Culpabilité Partagée

Nous nous sommes salués poliment, et j’ai immédiatement déclaré que je ne tiendrais pas compte des photos qu’il me montrerait car je ne suis pas qualifié pour évaluer le pourcentage de travail réalisé sur la base de celles-ci. Je ne m’intéressais qu’à ce qui était écrit dans le contrat. Il me l’a montré, et il ne mentionnait rien concernant la correction de prix en raison de l’augmentation des coûts des matériaux, mais mon interlocuteur a juré qu’il avait convenu avec le propriétaire de la propriété d’augmenter le prix si le coût des matériaux augmentait.

J’ai appelé le propriétaire de la propriété, qui m’a confirmé ces paroles. ‘Oui, c’est vrai, nous avons vraiment convenu de cela,’ a-t-il dit, mais comme je l’ai compris, c’était le seul contenu de l’accord verbal. Il n’était pas défini quels matériaux seraient pris en compte, combien quelque chose devait augmenter pour que le prix du travail soit corrigé… donc au final, à mon avis, les deux portent la responsabilité.

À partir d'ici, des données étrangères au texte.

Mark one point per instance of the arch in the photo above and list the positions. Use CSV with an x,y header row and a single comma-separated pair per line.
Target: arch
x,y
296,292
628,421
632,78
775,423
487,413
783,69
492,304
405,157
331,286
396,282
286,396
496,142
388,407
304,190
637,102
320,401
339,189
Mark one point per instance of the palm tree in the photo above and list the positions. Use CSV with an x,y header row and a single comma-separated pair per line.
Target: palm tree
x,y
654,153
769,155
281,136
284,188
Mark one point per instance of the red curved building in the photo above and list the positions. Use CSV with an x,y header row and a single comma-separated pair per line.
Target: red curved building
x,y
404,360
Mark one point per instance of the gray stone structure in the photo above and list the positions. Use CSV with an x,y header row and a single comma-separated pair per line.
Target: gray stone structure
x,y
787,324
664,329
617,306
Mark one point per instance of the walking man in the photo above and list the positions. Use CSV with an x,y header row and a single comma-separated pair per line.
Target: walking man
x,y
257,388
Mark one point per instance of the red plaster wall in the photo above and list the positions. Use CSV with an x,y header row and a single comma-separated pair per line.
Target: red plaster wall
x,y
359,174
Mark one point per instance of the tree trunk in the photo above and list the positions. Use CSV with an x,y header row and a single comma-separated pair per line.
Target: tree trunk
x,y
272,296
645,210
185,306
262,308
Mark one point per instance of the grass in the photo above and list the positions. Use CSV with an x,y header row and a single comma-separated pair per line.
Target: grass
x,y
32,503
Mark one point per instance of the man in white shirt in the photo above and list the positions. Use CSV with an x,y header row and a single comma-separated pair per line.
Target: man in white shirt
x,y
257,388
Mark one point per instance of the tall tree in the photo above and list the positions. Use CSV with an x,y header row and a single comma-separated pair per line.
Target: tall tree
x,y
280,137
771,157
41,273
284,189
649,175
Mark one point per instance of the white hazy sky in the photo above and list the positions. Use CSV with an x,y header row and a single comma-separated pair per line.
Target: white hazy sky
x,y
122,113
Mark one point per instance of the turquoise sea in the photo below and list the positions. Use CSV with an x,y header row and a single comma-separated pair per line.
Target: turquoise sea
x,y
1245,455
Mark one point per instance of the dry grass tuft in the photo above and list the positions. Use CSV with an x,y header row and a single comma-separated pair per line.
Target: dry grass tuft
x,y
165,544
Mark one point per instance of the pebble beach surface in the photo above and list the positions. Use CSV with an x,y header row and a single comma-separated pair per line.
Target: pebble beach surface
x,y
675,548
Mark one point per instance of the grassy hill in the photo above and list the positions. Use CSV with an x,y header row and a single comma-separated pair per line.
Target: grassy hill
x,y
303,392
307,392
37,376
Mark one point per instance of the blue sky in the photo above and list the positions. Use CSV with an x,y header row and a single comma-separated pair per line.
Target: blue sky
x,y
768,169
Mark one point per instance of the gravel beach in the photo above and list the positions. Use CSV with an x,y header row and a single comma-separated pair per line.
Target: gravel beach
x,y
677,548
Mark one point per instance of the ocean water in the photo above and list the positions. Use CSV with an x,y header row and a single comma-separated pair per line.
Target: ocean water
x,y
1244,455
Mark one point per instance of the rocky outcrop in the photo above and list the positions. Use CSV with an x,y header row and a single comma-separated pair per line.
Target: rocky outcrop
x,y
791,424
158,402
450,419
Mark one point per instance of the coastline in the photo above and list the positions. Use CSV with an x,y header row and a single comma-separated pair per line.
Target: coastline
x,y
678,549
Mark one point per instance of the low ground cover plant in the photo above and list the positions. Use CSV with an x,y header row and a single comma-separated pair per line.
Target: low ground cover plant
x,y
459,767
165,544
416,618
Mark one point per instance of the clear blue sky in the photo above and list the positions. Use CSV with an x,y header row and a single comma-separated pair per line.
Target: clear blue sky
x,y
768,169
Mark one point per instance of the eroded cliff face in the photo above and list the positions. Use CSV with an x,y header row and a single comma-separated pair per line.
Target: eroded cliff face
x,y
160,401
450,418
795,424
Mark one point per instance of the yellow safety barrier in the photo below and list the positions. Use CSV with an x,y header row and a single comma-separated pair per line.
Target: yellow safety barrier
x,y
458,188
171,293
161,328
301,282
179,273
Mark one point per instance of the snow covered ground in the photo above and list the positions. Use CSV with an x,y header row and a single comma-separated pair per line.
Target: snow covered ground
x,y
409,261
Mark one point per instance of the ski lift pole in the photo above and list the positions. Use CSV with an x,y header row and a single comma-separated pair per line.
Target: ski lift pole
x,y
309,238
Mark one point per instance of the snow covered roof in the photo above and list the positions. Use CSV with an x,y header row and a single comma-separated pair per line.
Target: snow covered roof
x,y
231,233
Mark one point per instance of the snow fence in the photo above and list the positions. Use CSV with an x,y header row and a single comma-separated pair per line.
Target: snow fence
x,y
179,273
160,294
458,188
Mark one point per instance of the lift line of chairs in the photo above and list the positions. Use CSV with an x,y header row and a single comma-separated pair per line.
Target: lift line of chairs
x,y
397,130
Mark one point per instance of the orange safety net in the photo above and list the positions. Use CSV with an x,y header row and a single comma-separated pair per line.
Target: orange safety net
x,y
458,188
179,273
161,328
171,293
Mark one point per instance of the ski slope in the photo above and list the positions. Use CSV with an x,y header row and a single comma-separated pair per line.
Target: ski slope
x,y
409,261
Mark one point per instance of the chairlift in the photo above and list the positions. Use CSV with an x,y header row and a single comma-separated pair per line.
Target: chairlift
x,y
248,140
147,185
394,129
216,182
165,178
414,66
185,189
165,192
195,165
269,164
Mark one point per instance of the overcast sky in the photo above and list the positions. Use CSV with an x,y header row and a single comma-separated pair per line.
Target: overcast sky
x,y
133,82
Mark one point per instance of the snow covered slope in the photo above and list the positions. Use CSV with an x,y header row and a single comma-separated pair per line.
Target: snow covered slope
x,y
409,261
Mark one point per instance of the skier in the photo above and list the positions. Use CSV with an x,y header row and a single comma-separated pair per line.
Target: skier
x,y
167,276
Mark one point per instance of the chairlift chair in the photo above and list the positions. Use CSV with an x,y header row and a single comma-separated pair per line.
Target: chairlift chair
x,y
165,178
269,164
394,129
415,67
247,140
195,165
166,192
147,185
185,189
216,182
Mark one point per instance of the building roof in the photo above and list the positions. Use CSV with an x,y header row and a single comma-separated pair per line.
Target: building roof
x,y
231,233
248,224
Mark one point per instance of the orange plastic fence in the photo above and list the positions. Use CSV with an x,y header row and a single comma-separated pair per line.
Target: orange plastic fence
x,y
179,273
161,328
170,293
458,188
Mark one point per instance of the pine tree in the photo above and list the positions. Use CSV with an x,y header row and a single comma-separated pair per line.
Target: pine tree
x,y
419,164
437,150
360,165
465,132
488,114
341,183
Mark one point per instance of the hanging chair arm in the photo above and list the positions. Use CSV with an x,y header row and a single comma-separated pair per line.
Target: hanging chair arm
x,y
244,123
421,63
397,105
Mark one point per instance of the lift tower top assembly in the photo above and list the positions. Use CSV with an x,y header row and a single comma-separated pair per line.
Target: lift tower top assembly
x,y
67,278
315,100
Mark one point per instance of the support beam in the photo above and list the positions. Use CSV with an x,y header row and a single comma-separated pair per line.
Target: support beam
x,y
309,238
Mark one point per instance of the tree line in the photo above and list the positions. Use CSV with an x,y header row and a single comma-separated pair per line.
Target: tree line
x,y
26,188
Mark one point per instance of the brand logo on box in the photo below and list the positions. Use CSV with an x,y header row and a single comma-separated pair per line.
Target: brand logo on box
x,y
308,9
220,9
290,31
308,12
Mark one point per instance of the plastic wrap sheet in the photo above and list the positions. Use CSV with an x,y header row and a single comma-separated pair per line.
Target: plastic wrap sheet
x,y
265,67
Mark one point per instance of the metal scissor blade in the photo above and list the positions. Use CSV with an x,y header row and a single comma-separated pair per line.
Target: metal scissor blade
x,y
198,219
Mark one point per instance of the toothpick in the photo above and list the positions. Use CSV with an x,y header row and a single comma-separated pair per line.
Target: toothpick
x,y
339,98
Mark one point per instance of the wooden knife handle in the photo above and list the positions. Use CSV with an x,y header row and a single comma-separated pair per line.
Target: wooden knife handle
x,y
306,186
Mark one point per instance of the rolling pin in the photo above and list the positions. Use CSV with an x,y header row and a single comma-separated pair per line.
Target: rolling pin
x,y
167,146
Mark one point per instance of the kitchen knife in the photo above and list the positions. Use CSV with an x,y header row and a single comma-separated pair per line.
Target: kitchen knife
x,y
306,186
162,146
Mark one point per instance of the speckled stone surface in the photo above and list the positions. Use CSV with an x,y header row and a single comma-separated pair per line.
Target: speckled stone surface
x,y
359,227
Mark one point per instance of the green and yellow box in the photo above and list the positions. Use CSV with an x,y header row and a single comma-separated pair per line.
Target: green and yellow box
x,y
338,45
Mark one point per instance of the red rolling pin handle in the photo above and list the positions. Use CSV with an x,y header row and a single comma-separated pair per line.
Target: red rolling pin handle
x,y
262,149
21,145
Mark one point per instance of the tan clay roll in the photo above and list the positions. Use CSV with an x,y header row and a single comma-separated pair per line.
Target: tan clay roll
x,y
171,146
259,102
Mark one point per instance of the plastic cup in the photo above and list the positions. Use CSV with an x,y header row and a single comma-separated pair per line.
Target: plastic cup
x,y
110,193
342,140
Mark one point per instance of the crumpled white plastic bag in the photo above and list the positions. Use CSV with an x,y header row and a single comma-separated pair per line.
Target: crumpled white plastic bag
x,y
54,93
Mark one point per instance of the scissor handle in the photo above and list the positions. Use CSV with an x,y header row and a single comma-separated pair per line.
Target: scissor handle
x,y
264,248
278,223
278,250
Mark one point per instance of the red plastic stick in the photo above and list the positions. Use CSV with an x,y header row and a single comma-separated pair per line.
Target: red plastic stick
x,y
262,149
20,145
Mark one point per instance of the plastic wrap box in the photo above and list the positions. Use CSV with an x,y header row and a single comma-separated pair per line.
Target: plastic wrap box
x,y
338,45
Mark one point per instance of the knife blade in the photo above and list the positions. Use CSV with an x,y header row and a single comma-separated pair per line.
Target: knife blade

C’est pourquoi je ne voulais pas mentionner leurs noms ; j’ai même abandonné l’histoire après cela, mais je m’en suis souvenu l’autre jour et j’ai pensé qu’il serait bon de l’écrire pour que d’autres puissent en tirer des leçons – définir même les plus petits détails dans le contrat car de cette façon vous éviterez plus facilement les malentendus ou la tromperie de l’autre partie. Après tout, l’excès ne fait pas de mal car le papier endure tout de toute façon.

POST SCRIPTUM

À mon interlocuteur, l’entrepreneur, je me suis plaint autour d’un café que c’était déjà la deuxième fois que des gens se plaignaient de lui pour avoir changé les prix pendant le projet. Je lui ai dit que je n’avais rien de personnel contre lui et je lui ai conseillé de mieux définir les termes du contrat à l’avenir afin qu’ils ne soient pas résiliés et que s’il signait quelque chose, il devait le respecter jusqu’à la fin. Les éventuels changements de prix sur le marché sont un risque auquel tous les entrepreneurs, y compris lui, doivent être préparés.

De plus, je lui ai dit qu’il avait de la chance que le propriétaire de la propriété soit honnête et m’ait admis qu’il y avait un accord verbal entre eux deux concernant le changement de prix ; sinon, personne ne l’aurait cru, y compris moi, mais aussi le tribunal.